Examples of legal areas in which local counsel work is needed are: foreclosures, bankruptcy, and debt collection. Often the hired attorney will appear at a minor hearing, such as a status conference, and file an attorney appearance with the court. The attorney will inform the court that he or she has been hired only for the purpose of the local counsel work. A judge will often understand that the law firm who hired the local attorney will handle the actual procedural filing. However, the local counsel attorney will handle the minor matter before him or her. One thing to keep in mind is that the hired lawyer still owes a duty to both the court and his client to be diligent and prepared when he or she accepts the case – no matter how minor it is.

Why is local counsel work important for starting your own firm? In the foremost, it is usually relatively simple and it is a very effective way to generate cash flow for your firm. Without cash flow, your law firm will die.

Another great thing about local counsel work is that it helps the courts function efficiently. If an attorney can show up at minor hearing and guide the legal process along, the court can worry more about other, more important, cases on its docket.

In sum, local counsel work is an often unknown and overlooked aspect of starting and building a law practice. Attorneys who have been practicing for any amount of time often know about local counsel work. However, a person coming out of law school likely has never heard of it. If a person decides to start their own firm out of law school, they will not want to miss this great source of revenue-generating work.

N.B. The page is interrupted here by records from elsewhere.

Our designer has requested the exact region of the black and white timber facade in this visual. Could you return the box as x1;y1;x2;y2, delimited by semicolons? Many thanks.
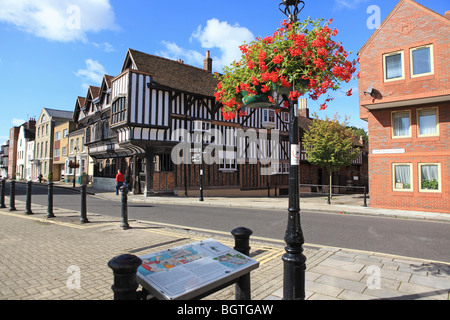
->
75;49;293;196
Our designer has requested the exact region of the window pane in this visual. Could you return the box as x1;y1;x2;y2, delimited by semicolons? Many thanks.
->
421;165;439;190
412;47;431;75
419;109;437;135
393;112;410;136
386;54;402;79
394;165;411;190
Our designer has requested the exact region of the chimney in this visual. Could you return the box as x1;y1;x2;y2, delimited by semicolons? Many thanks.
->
445;11;450;20
298;98;309;118
204;50;213;73
27;118;36;130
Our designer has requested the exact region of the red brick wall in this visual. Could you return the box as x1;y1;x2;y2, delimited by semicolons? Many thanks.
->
368;102;450;213
359;0;450;213
359;0;450;119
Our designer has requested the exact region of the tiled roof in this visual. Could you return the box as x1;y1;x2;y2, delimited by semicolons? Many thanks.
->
44;108;73;120
127;49;219;97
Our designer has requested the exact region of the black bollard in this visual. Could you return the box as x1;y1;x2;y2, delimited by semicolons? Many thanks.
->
120;186;130;229
231;227;253;300
0;179;6;209
9;180;16;211
25;181;33;215
80;184;89;223
47;182;55;218
108;254;142;300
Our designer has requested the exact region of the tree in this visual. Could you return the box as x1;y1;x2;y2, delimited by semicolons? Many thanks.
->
302;114;360;204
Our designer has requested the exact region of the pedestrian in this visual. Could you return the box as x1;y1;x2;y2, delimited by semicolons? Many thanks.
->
38;173;43;183
115;169;124;195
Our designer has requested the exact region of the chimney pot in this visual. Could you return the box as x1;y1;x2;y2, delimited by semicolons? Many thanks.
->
204;50;213;73
445;11;450;20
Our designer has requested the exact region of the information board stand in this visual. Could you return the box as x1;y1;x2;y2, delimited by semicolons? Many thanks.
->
136;239;259;300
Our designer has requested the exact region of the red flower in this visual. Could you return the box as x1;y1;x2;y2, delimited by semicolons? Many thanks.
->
258;50;267;62
272;54;284;64
346;88;353;96
261;85;270;93
289;91;301;101
251;76;259;86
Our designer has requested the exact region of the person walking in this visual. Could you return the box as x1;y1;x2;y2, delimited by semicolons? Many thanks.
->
115;169;125;195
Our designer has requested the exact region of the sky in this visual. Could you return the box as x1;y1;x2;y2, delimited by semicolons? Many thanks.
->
0;0;449;147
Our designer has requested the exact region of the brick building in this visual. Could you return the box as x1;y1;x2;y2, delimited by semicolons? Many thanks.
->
359;0;450;213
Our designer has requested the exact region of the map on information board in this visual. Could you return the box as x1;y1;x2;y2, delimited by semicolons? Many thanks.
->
136;239;259;300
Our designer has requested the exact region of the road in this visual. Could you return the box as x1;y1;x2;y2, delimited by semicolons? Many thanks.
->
10;182;450;263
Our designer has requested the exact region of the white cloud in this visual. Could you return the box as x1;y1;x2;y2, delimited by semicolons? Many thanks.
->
92;41;115;52
0;0;118;42
75;59;106;90
12;118;25;126
158;41;205;67
334;0;370;10
158;19;254;72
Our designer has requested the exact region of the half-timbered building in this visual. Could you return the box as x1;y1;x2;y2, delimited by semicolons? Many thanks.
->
103;48;292;196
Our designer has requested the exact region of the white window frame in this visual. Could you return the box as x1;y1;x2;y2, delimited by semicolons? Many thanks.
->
383;50;405;82
410;44;434;78
418;163;441;193
417;107;439;138
193;120;211;133
218;150;237;172
391;110;411;139
392;163;413;192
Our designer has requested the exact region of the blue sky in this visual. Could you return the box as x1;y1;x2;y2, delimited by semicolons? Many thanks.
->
0;0;448;146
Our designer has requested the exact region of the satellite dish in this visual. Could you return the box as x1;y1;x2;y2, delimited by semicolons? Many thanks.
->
364;84;383;102
363;84;373;96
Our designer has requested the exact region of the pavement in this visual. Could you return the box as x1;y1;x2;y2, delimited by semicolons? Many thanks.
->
0;181;449;301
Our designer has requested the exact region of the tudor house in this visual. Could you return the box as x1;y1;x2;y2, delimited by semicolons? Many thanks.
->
74;49;294;196
359;0;450;213
74;76;133;191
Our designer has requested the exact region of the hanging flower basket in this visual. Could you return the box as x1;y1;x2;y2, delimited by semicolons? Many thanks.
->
69;161;80;169
214;17;358;119
241;86;275;109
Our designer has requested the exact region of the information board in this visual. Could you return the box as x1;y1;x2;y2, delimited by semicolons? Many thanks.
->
136;239;259;300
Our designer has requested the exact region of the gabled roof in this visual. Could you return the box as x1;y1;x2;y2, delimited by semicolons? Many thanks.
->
73;97;86;122
98;75;114;103
44;108;73;120
121;48;218;97
358;0;450;55
88;86;101;101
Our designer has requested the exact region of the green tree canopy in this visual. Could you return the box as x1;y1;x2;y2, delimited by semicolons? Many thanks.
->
302;114;361;203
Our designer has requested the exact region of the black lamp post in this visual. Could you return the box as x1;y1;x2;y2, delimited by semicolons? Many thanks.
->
279;0;307;301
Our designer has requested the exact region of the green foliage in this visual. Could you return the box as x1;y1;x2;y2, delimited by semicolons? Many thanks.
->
421;179;439;190
348;126;368;147
302;114;360;175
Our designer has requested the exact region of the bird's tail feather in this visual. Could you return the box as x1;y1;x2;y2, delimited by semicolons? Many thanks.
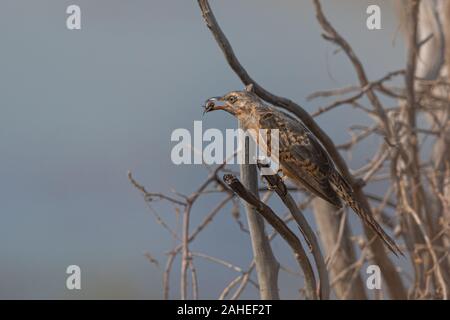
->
329;171;403;257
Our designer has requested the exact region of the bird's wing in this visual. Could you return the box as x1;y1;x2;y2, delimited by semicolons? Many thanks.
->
258;107;403;256
258;108;342;207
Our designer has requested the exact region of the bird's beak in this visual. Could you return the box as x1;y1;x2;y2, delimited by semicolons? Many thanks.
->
202;96;226;116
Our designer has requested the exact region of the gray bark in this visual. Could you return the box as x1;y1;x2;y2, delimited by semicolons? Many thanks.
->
313;199;368;299
239;121;280;300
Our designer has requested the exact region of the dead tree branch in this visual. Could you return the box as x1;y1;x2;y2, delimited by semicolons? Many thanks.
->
223;174;318;300
238;158;280;299
260;171;330;300
312;0;407;299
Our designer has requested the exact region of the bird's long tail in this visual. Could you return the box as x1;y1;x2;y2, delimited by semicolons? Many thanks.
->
329;171;403;257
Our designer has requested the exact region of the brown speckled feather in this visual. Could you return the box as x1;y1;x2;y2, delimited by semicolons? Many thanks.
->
257;106;402;256
258;108;342;208
206;90;403;256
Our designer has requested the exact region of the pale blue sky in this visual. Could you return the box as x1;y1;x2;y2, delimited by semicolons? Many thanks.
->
0;0;406;298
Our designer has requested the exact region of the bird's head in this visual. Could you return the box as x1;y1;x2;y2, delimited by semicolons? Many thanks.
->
203;84;260;117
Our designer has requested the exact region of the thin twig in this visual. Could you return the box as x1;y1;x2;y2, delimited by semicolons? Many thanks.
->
259;170;330;300
223;174;318;300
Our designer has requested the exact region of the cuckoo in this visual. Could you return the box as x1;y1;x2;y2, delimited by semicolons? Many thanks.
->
203;84;402;256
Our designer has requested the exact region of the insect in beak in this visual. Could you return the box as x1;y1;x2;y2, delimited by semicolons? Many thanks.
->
202;97;224;116
202;100;215;116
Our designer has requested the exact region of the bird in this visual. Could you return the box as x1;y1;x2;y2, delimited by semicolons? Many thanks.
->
203;84;403;256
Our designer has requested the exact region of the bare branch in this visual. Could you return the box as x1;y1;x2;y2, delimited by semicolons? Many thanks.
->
223;174;318;300
260;171;330;300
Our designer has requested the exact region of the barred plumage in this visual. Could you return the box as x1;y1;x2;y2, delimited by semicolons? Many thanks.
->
328;171;402;256
204;87;403;256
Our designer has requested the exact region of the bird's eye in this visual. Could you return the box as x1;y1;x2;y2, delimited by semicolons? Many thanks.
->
227;95;237;103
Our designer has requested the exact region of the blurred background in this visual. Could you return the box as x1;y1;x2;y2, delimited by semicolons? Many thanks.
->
0;0;406;299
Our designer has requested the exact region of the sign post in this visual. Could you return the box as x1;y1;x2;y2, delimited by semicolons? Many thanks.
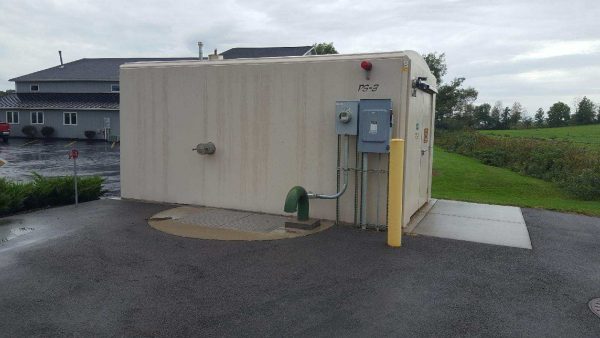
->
69;149;79;205
103;117;111;141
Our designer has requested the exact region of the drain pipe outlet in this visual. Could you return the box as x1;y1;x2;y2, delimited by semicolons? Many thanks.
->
284;186;310;221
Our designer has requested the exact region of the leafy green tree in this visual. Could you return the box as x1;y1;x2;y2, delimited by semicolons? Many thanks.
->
509;102;524;128
500;106;511;129
422;52;447;85
435;77;478;129
522;116;533;129
489;101;502;129
423;53;478;130
573;96;596;125
473;103;491;129
534;108;545;127
0;89;15;97
312;42;338;55
458;103;477;128
547;102;571;127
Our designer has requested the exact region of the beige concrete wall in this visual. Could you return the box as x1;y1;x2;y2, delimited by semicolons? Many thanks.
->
403;58;437;225
120;52;434;225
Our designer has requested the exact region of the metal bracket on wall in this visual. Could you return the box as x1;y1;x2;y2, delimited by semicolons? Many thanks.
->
412;77;437;96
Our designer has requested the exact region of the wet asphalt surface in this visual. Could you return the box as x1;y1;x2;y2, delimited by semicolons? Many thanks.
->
0;138;120;196
0;199;599;337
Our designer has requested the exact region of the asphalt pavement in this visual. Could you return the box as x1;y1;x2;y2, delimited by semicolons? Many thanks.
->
0;199;599;337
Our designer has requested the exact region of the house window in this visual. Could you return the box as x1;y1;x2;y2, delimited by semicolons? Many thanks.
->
64;112;77;125
111;84;120;92
30;84;39;92
6;111;19;124
31;111;44;124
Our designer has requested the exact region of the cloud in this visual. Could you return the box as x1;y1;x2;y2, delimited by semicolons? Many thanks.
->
512;40;600;61
0;0;599;113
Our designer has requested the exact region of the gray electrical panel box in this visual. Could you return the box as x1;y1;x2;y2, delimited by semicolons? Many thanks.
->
358;99;392;153
335;101;359;135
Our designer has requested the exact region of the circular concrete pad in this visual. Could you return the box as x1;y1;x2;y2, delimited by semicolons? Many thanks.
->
149;206;332;241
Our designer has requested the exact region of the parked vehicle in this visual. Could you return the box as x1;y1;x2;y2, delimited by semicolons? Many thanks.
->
0;122;9;142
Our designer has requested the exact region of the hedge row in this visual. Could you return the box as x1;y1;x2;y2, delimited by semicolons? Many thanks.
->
436;131;600;200
21;125;97;138
0;173;105;216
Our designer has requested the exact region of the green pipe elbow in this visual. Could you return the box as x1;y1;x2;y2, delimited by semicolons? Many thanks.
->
284;186;310;221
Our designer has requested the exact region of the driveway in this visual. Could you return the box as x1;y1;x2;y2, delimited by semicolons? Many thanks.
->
0;199;599;336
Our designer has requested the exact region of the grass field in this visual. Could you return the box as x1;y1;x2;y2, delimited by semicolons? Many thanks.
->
480;124;600;150
432;147;600;216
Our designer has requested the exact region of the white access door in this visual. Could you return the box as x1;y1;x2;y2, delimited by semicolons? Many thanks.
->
418;93;434;207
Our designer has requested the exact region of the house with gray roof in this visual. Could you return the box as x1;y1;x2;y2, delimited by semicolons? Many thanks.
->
220;46;314;59
0;46;314;140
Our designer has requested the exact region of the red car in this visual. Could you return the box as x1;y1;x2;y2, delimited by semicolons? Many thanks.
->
0;122;10;142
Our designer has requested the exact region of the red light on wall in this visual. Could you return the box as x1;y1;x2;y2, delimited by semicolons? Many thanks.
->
360;60;372;71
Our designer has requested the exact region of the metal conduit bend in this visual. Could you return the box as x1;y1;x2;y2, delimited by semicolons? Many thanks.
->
307;135;350;200
284;135;351;220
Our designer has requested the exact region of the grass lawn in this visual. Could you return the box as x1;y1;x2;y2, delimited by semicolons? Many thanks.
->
432;147;600;216
480;124;600;150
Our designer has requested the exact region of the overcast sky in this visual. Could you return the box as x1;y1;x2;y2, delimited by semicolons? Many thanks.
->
1;0;599;114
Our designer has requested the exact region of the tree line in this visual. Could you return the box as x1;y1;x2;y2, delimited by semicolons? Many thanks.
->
0;89;15;97
424;52;600;130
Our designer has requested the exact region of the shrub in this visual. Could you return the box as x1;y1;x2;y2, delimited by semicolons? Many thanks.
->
474;149;510;167
84;130;96;139
561;167;600;200
0;173;105;216
21;125;37;137
40;126;55;137
0;178;32;215
24;173;105;209
436;131;600;200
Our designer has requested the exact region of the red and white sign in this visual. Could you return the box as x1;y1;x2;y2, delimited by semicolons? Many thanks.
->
69;149;79;159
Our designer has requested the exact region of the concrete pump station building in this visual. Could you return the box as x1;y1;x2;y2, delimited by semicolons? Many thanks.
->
120;51;436;231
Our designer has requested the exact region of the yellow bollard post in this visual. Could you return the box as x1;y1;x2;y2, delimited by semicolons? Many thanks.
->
387;139;404;247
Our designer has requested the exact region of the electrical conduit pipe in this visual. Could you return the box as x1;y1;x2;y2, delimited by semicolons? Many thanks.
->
283;135;351;220
307;135;350;199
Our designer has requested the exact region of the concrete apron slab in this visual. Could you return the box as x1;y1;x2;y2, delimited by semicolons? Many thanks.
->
148;206;333;241
411;199;532;249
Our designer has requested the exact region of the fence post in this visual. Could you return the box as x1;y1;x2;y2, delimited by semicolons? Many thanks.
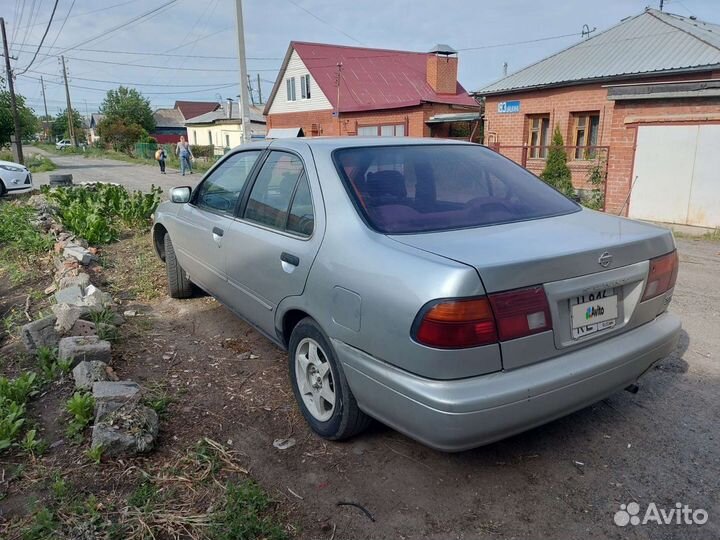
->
521;145;528;168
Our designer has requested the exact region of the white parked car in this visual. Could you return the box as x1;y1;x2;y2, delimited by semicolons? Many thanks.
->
0;159;32;196
55;139;73;150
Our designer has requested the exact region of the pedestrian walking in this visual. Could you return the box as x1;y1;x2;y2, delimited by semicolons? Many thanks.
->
155;145;167;174
175;136;194;176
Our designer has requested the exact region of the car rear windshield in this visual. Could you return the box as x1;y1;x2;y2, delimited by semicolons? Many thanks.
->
333;145;580;234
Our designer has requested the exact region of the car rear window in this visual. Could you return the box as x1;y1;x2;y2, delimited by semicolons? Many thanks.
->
333;145;580;234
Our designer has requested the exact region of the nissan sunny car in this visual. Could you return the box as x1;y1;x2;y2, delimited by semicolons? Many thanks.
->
151;138;681;451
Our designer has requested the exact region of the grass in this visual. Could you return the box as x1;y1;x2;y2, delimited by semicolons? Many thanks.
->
0;150;56;172
0;199;54;287
5;439;291;539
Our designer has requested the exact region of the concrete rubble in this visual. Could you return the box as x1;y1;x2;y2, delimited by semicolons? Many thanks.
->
58;336;112;367
23;189;162;458
72;360;118;390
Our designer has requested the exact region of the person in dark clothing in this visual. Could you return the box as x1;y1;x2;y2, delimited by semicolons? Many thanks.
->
155;146;167;174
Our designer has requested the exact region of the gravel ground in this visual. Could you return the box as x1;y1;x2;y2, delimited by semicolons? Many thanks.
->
26;146;200;194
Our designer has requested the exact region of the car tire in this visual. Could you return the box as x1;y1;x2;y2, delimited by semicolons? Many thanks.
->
164;234;193;299
0;181;6;197
289;317;371;440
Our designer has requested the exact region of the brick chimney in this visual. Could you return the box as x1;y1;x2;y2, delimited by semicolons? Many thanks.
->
426;44;458;94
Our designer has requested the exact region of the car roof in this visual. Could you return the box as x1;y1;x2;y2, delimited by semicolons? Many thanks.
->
229;137;478;153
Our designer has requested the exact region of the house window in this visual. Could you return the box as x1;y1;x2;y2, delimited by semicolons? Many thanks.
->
527;115;550;158
208;130;213;146
286;77;296;101
193;130;197;144
357;124;406;137
572;113;600;159
300;74;311;99
225;134;230;147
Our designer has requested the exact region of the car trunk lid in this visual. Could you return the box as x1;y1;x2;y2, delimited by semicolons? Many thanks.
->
390;210;675;366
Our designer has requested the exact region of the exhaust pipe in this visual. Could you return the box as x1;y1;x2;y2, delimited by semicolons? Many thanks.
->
625;383;639;394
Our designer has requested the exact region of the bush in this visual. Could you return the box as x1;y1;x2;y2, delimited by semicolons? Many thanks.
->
41;183;162;244
583;159;607;210
540;126;575;198
98;118;147;155
190;145;214;159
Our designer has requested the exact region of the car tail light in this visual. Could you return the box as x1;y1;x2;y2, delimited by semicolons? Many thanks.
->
642;250;679;301
414;298;497;349
488;286;552;341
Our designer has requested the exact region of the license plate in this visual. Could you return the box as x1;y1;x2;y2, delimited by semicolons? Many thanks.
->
570;289;618;339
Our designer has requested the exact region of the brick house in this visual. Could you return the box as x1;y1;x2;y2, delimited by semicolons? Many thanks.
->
151;101;221;144
263;42;479;139
476;9;720;229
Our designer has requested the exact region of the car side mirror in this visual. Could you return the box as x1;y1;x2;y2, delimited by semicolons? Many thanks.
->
171;186;192;203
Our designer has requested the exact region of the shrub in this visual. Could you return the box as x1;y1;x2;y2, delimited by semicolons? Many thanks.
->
540;126;575;198
65;392;95;441
41;183;162;244
583;159;607;210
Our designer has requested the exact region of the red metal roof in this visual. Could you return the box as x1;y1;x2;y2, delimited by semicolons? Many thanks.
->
174;101;220;120
291;42;477;113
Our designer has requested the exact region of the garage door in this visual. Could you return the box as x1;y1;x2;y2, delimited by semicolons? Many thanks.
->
629;124;720;228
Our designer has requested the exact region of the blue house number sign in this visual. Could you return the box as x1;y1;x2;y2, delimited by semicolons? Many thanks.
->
497;100;520;113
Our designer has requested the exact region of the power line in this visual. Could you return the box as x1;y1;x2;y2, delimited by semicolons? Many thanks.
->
19;72;238;95
51;55;280;72
54;0;179;56
26;67;236;87
16;0;60;75
11;44;281;60
22;0;143;29
457;31;584;51
285;0;363;45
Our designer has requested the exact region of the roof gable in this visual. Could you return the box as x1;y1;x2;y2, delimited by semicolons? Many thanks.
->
174;101;220;120
479;9;720;95
265;41;476;114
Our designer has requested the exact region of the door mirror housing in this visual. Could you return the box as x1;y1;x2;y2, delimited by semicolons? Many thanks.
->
171;186;192;203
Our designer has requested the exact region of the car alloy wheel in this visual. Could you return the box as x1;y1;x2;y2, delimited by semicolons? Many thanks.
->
294;337;335;422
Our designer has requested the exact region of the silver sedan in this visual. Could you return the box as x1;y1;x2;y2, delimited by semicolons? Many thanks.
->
152;138;681;451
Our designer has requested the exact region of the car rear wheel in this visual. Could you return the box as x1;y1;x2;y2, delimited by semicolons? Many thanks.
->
163;234;193;299
289;318;371;440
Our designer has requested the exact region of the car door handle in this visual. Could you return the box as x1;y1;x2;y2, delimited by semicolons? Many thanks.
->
280;252;300;267
212;227;224;237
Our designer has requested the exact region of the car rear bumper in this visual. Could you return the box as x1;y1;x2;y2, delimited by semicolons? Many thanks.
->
333;311;681;452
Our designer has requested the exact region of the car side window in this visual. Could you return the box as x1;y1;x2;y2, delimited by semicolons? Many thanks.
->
194;151;261;215
244;152;305;230
286;174;314;237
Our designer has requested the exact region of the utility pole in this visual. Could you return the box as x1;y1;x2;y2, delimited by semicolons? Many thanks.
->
659;0;664;11
61;55;76;147
40;75;50;141
247;73;255;105
234;0;251;144
257;73;262;104
1;17;24;164
335;62;343;134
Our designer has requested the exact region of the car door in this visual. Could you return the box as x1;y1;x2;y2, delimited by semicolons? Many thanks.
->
223;148;324;335
171;150;263;297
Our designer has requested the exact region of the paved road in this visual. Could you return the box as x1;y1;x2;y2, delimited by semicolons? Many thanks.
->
27;146;200;195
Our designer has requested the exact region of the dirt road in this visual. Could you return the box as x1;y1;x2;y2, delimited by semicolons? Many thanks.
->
106;235;718;540
27;146;199;194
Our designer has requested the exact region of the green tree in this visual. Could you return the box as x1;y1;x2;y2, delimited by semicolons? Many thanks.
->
0;90;38;146
540;125;575;198
98;118;147;154
52;109;85;141
99;86;155;132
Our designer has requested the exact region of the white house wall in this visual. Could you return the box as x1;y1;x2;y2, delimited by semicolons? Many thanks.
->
268;50;333;114
188;123;266;151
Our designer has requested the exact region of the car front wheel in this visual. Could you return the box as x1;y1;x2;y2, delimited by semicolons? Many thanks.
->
163;234;193;299
289;318;371;440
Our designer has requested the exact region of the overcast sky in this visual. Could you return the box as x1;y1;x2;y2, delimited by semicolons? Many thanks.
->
5;0;719;117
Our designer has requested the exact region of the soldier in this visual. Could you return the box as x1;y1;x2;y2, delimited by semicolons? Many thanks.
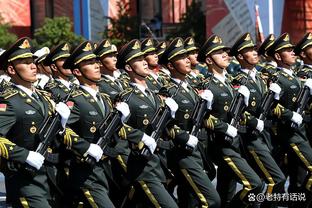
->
94;39;125;101
184;37;205;88
197;35;264;207
0;37;70;207
44;42;74;100
62;40;148;207
159;37;221;208
257;34;277;81
229;33;287;208
267;33;312;207
141;38;164;93
33;47;53;90
156;41;171;84
116;39;179;208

Furthermore, another reason to do local counsel work is that lawyers tend not to stiff other lawyers. In other words, when you are hired, you know you are going to get paid. That may sound simple, but when you are staring out and trying to survive, getting paid for the work you do is of the utmost importance. Heck, it may be the only important thing to know when you are starting your own firm.

When considering starting a law firm, and whether your niche area is family law, criminal law, corporate law, or some other area of law, you need to remember local counsel work and focus some of your firm marketing towards this area. It is not always the most lucrative work, but, if you can get it, it is steady, it generates immediate cash flow, and it get your new law firm humming.